So it is Christmas …



As a child, I loved Christmas. I loved the snow, ice skating on the frozen lake near our home, and the sled rides with my patient grandmother pulling me around our tiny North German village. I loved the smell of roasting almonds, of Stollen baking in the oven, and of spicy mulled wine. I loved the secrecy and whispers between my mum and dad, who would then glance at me and smile. I loved the wild and woolly German fairy tales, from Brothers Grimm to the stories my grandparents told of Christmas elves and monsters.

It would be many years later, as a teenager and now living in the Republic of South Africa, that I would first encounter the idea behind Christmas. The ridiculous and wild notion of a child being born in an oppressed Middle Eastern country. A child sent by God to bring hope and peace to this world. This child was born in poverty. His origin was frowned upon. His parents became refugees, as a king, mad with envy, sought his life.

Perhaps most stunning were the claims of his identity: the Son of God. Really? The Author of life would send his Son into poverty, cloaked in humility and utter frailty?
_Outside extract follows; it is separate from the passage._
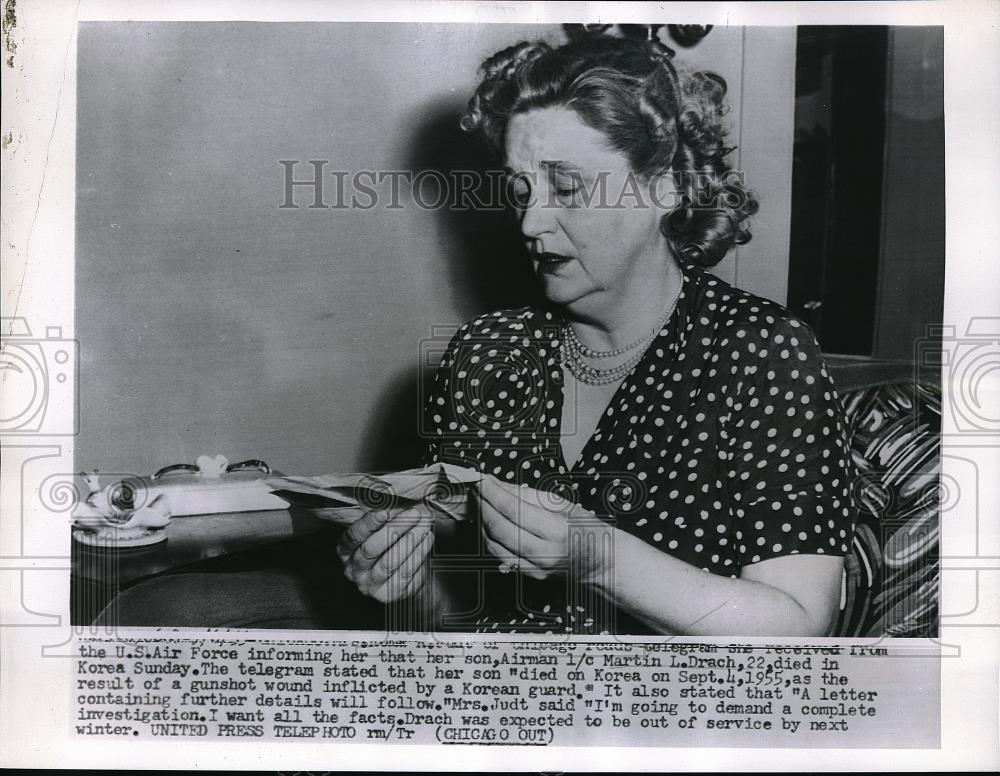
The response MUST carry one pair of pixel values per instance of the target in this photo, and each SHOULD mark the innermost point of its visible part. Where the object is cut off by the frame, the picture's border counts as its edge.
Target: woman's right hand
(385, 553)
This Son of God, who the Prophet called Immanuel … “With Us is God”… would bring peace?

Today, I peruse the news headlines of destitute people seeking refuge, of violent people from all parts of the world killing and maiming, of our wondrous planet being tortured by greed, with animals driven to extinction in record numbers. If this newborn was to bring peace, it doesn’t seem that evident. Am I meant to find comfort in the assumption that it is an ‘inner’ peace that this Christ child has brought? Should I not care about what feels awfully like a world spiralling out of control? As a youngster I loved Christmas, but as an adult it has lost some of its sparkle amidst existential despair. Sometimes I am simply riddled with doubt.
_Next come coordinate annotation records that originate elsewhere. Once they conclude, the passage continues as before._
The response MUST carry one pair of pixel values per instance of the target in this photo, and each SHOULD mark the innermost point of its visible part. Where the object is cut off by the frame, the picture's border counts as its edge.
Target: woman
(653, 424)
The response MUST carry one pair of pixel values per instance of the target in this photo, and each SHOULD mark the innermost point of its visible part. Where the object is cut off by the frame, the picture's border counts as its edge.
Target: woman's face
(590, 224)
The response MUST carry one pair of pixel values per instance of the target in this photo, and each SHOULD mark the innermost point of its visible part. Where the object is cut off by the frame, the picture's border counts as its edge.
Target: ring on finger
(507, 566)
I wonder about Christmas. A sleeping baby in a manger – not a celebrated General who can wage a ‘just’ war against our ‘enemies’. This humble figure who spoke of those on the margins being honoured – not a glorious genie-in-a-bottle, ready to bestow on us our best life now. This travelling rabbi, sharing some astonishing beliefs of a different kingdom – not some first-class politician able to promise all sorts of benefits to a gullible constituency. This child who became a man that exposed the fraudulent religious elite – not some superhero figure who used supernatural powers to create a happy society. Someone who did not hold on to power, even in the most difficult circumstances – not a power-hungry, border-secure, patriotic theocrat. Christmas is all about a defenceless baby. Can this child really inspire peace?
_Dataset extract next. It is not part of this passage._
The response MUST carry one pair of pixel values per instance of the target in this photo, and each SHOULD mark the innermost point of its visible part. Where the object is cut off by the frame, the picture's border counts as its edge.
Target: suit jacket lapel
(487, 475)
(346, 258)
The peace that is ushered in with this tiny infant is not something that is laid upon us by a passive-aggressive deity. It is not the peace of an empire, forcefully imposed like Pax Romana. It seems like the path of peace has been shown to us in a manner that is so very foreign to an impatient and intolerant humanity. It is a peace that is forged with kindness, with humility, with compassion, with justice, with understanding. Most of all, it is a peace that is realised when we begin to recognise ourselves in the ‘other’, and that they, just like us, are made in the image of the Divine. It is a peace that comes to us through letting go, through sacrifice.

I no longer hold to my childhood Christmas fables, but I still smile at them. I have also discarded many of the uncritiqued ideas that I readily absorbed in my first-half-of-life, religious-zealot era. I still believe in Christmas with a happy-sad feeling. I believe that the little child in the manger is who He claimed to be. I believe that He is the path to peace, and every day we make decisions – individually, in a tribal sense, and in our collective global humanity, whether to follow the outrageous, counter-cultural claims of Christ. The path of peace has to be chosen every day.

So it is Christmas. I look around at the many photos friends are posting of their beautiful babies, and I recall this sleeping baby, carefully placed in a dirty feeding trough, many years ago. A baby who allows us to celebrate Advent, not just at Christmas, but every day. This Christmas child did bring hope to the world – the hope of a different tomorrow. I see it in certain moments: When courage overcomes fear, when kindness overcomes indifference, when joy overcomes despair, when love overcomes hate. When humanity rises beyond a survival mentality to truly love our ’neighbour’. In moments like this, I remember the promise of a child in a manger and I find peace.

Christmas can be a difficult time for many. Whatever your life and circumstances are right now, I trust you can take some time to reflect on this astounding event that unfolded in Bethlehem over two thousand years ago. May you find hope as you do. “For unto us a child is born, unto us a son is given … and his name shall be called Wonderful, Counsellor, the mighty God, the everlasting Father, the Prince of Peace.”